Ask HN: What's the right accounting solution for a fintech US based startup? - orenbarzilai

In the process of selecting a new accounting solution (using quickbooks now), with the thought that we do not want to change it again as we grow.<p>We are evaluating oracle cloud (their small business solution) and NetSuite. But would love to learn from your experience with the above or with other alternatives
======
davismwfl
I get your reasoning on not wanting to change accounting systems multiple
times. But let me say, choose what will work for now, and say the next ~12-18
months (longer is great, but I wouldn't try to predict it). Don't try to look
beyond that because you are just wasting cycles on something that will likely
need to change even if you think you know what you will need for the next 5
years.

I see 10-20M a year businesses still on Quickbooks and doing ok with it,
although most have some custom reporting or solutions added on for things like
shipping, manufacturing etc. But moving to a NetSuite, Oracle, SAP etc type
product is a lot for a startup to manage. You are looking at a minimum of a
3-6 month implementation for one of those enterprise level systems in which
time you might change things considerably and spending the $50-100k+ on that
is likely not the best use of funds early on.

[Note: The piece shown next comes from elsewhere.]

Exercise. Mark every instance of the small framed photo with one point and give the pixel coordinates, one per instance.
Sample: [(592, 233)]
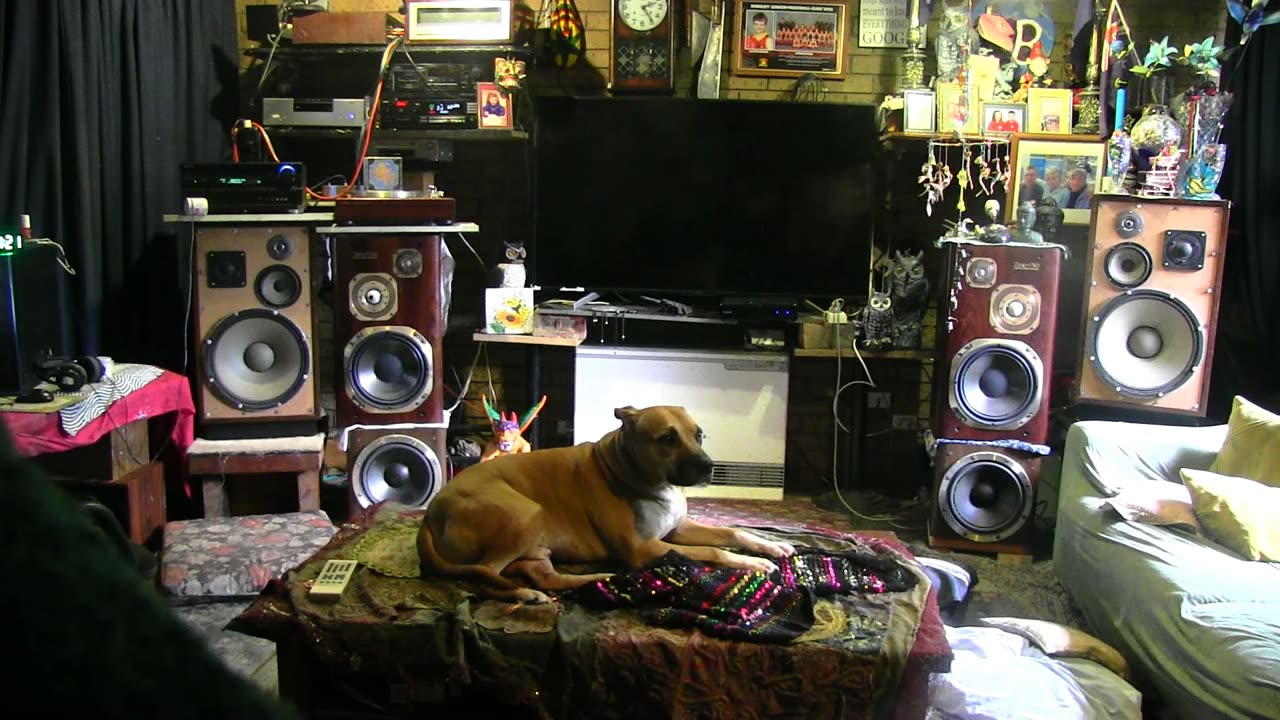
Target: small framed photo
[(919, 110), (1004, 118), (790, 40), (958, 109), (1048, 110), (493, 106), (1063, 168)]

I could be totally wrong as every situation is different, but I'd either stay
with QB as long as possible or pick something reasonably simple that does not
require implementation consultants to spend 2-4 months evaluating, configuring
and making things work. Now if you are into your Series A or have real revenue
and a CFO etc, then my advice would likely be different.

As for options, depending on what you need, Xero, Quickbooks, NetSuite, SAP,
Sage (Sage 100) etc. I'd outsource payroll to ADP or someone similar (PayChex
etc), simply because it makes life far easier and the cost is fairly minimal.

------
ivedtara
Xero is getting a lot popular among startups these days. My company uses
Quickbooks too and we are satisfied with it.